When it came to hiring, we finally managed to find two great people from our network that we’d worked with before (the best kind of hires!), but it took months, and I was under constant pressure from my co-founders to use expensive recruiters after limited results early on. Had we spent time developing our network, building a list of potential hires from day one, well before we needed them, we would have had more choices and again, wouldn’t have been going in cold to let new potential hires we met know who we were.

And in this week’s PR launch, although we had a fantastic story and were of interest to several journalists, because I hadn’t spent any time building relationships with journalists early on, every call was cold and it was hard to convince them to fit us into their busy schedules. In fact, the one article we did get (which was fantastic!) was with a journalist we had spoken too previously after they wrote about us in December.

So all in all, when starting a new company, there are several pipelines you need to start building early from day one if you want to make it easier for yourself later on. In my head these these are the main pipelines you need to work on as CEO in priority order:

  1. Customers/Sales – Without revenue/customers, you’ll find it hard to get people to take your business seriously when it comes to the next areas. In the Enterprise space like us, sales cycles are long so you need to build awareness and relationships early on.
  2. Potential Investors – Whether you’re planning to raise investment or not (we weren’t originally which is why we may have delayed this area) you want to be having coffees with potential investors well before you need them to ensure you’re not starting cold when you kick off the fundraise
  3. Potential Hires – You want the best people you can afford, and when you’re scaling you can’t afford to spend months finding them.
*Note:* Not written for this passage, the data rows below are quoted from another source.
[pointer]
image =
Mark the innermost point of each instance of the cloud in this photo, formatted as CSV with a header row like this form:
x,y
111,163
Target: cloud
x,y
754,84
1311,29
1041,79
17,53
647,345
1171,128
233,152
Great hires can have a huge impact on your business, and free you up to spend more time focusing on the bigger picture. As they always say – you should be constantly hiring even when you don’t have open roles.
  4. Journalists – PR adds credibility and builds awareness for your service/product. Journalists are very busy so you want to be building up your relationships with them early on so you’re on their radar when you need to announce something.
  5. Potential Offices – I didn’t realise until recently, but its actually quite hard to find good, affordable office space in London, despite new sites like Spacious (as they’re still new and don’t list everything out there). We spent over a month looking at lots of places before finally moving to DeskLodge, but there’s a good chance in 12 months we’ll need our own private offices as we grow.

With so many conflicting priorities early on, it’s hard to do everything well, and once you’re larger and have more money you will be able to dedicate people/teams or outsource these areas. But at the beginning you need to be constantly building your relationships and list of contacts in all these areas whenever you can, or you end up having to “cram” everything in last minute when you need them.

The good news for us is now we’ve done everything the hard way, we now have pipelines in all the above areas which will serve us well later on. And going forward’s we are taking pro-active measures to ensure we don’t hit these issues again such as doing Silicon Milk Roundabout in November (even though we won’t have any open roles at that time), pro-actively reaching out to potential VC’s for our Series A even though its probably 12-18 months away, and making an effort to invite journalists to our meetup events so we can build relationships with them.